やまもくん

真夏の素肌のやまもくんのレビュー・感想・評価

真夏の素肌(2014年製作の映画)
4.7
女ってわかんね。少女なら尚更。

「父、帰る」って映画がありまして、かれこれ10年ほど前に観た映画なんです。確かあらすじは母子家庭で育った2人の兄弟の元へ、ある日いきなり会ったこともないような父親が帰ってくる話です。映画全体もそうなんですけど、なんというかその父親の無機質な感じ、得体の知れない感じがたまらないんです。

だって親父ってそうじゃないですか。母親ならまだしも親父ってよくわかんないじゃないですか。

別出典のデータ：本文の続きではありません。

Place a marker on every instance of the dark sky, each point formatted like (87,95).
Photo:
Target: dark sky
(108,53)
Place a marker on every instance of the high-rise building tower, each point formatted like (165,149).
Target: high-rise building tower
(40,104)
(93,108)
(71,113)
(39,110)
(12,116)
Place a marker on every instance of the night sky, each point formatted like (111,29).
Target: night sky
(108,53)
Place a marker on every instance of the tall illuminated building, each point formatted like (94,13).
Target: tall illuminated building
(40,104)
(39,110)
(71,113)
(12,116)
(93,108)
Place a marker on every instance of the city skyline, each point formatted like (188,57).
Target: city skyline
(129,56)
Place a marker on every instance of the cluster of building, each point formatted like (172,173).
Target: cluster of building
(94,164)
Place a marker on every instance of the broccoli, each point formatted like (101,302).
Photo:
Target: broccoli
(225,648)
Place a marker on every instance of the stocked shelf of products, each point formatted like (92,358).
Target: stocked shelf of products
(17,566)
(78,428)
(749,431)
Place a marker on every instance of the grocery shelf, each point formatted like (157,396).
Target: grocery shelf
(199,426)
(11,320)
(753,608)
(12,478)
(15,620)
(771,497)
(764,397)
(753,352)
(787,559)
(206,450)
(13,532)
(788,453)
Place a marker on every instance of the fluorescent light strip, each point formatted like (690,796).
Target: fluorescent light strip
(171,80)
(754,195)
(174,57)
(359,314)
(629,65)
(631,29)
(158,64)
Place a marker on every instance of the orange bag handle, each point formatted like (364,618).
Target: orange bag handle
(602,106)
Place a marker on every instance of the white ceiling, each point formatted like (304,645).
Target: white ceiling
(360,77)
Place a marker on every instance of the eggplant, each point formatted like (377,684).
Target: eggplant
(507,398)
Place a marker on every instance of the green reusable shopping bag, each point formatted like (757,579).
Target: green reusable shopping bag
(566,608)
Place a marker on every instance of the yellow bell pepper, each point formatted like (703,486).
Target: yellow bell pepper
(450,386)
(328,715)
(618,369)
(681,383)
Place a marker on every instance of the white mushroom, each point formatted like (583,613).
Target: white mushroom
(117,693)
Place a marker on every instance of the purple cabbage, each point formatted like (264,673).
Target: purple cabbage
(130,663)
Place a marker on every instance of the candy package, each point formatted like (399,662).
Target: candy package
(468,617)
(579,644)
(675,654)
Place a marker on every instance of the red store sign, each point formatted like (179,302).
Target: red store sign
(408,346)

そして本作「真夏の素肌」ですが、今日観たんです。あらすじは母子家庭で育った2人の女友達が、ある日いきなり会ったこともない女友達の片方の父親に会いに行く話です。しかも娘じゃない方が娘のフリをして、娘の方が友達のフリをするっていうね。お話としてはこの時点で勝負ありなんだけど…そしてまさかの父親役が「父、帰る」の親父てっいうね。爆笑ですわ!!しかもあの無機質な感じが全然変わってないんです。
とりあえずここはひとつタイトル変えた方がいいんじゃねぇか。

「娘、帰る」
「娘の秘密」
「娘が来た!」
「そして娘になる」
「ムスメVS新しいムスメ」

どうでしょ。駄目でしょ。

エロティックコーナーにありました、ジャケのややこしいけど娘じゃない方の娘が美しすぎるので手に取ったんですけど、父、帰るが息子の成長物語であったようにこちらもこちらでしっかりとした娘の成長物語になっております。父を知らない子供達の通過儀礼なんです。それが実際の父親じゃなくても自分を理解するキッカケになり得るのです。向き合うか向き合わないかで大きく人生が左右します。それをこの映画は偽りなく表現しきったと言えるでしょう。後半、目も当たられないほどのガチ娘による崩壊ぶりもちゃんと向き合わなかった結果なんです。理に適ってる。何事も逃げたら駄目だな。紛れもない大傑作。

酒は都合がいいね。酒に溺れてもロクな事にならない。酒の力で何か見えてくることもしばしば。クズ鬼畜全開の親父の泥酔が最低で最高でした。